The first radiosurgical device was developed in the 1950s, leading to the GammaKnife. This is used for intracranial lesions, delivering precisely targeted gamma rays from a Cobalt-60 source through a helmet-shaped device with 201 separate holes and the beams converge on the lesion to be treated. Although effective it is necessary to screw an external metal frame to the patient's skull to ensure accurate targeting.
It can be difficult to treat targets on the periphery of the brain and it cannot be used for fractionated radiosurgery, which can be beneficial for larger tumours or lesions located near nerves and other sensitive structures. Whilst GammaKnife has a long and successful track record and is subject to continual improvements it cannot be used on other parts of the body.

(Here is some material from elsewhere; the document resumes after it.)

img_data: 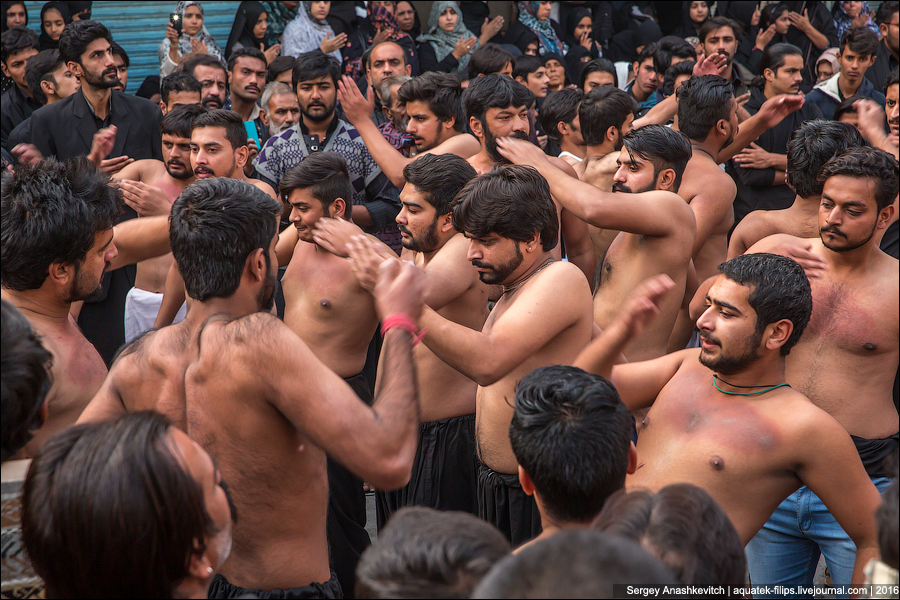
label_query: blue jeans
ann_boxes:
[746,477,891,598]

Modified Linear Accelerator Systems
Linear accelerators (linacs) were developed in the mid 1980s and do not require or generate any radioactive material. By modifying the conventional linear accelerators that are commonplace in many large hospitals and using specialised software it is possible to do many types of brain radiosurgery. Dedicated linac systems tend to be more carefully calibrated for spatial accuracy and optimised for radiosurgical efficiency. When treating brain tumours with linac radiosurgery, a metal head frame is still attached to the patient's skull and used to target the radiation beam.

Shaped Beam Systems
IMRT or Intensity Modulated Radiation Therapy uses computer-controlled "beam-shaping" to give improved accuracy and it can be used on most areas of the body. Using sophisticated planning software a multi-leaf collimator, which is attached to most modern medical linear accelerators, dynamically reshapes the outline and intensity of the radiation field during treatment. This fits the radiation to a target much better than conventional radiation therapy can and reduces injury to neighbouring healthy tissue.

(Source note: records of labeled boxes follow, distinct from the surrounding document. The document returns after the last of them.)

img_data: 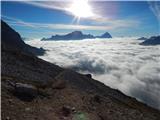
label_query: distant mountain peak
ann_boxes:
[41,31,112,40]
[99,32,112,38]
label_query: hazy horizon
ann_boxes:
[1,0,160,38]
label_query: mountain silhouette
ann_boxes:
[1,22,160,120]
[41,31,112,41]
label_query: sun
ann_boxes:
[67,0,93,18]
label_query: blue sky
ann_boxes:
[1,1,160,38]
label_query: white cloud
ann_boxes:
[27,38,160,109]
[148,1,160,22]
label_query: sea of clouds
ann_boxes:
[26,38,160,109]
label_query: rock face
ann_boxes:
[140,36,160,45]
[1,21,45,55]
[41,31,112,41]
[1,20,160,120]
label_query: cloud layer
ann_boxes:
[27,38,160,109]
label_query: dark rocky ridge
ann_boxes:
[137,37,147,40]
[1,20,160,120]
[41,31,112,41]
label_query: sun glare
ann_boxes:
[67,0,93,18]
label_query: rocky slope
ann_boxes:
[1,20,160,120]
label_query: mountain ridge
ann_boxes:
[41,31,112,41]
[1,20,160,120]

It is not as spatially precise as radiosurgery however, so treatment is typically administered over 20-30 sessions. For brain tumours an intrusive head frame is required and it does not offer the accuracy of GammaKnife or CyberKnife.  Away from the head accuracy is degraded as the patient moves, e.g. through breathing.

CyberKnife®
The position of the tumour is tracked between doses, allowing CyberKnife to compensate for small body movements.  For brain and spine tumours the patient's own bone structure is used to provide markers, so avoiding the need for intrusive frames. For other areas of the body small metal markers (fiducials) are placed first.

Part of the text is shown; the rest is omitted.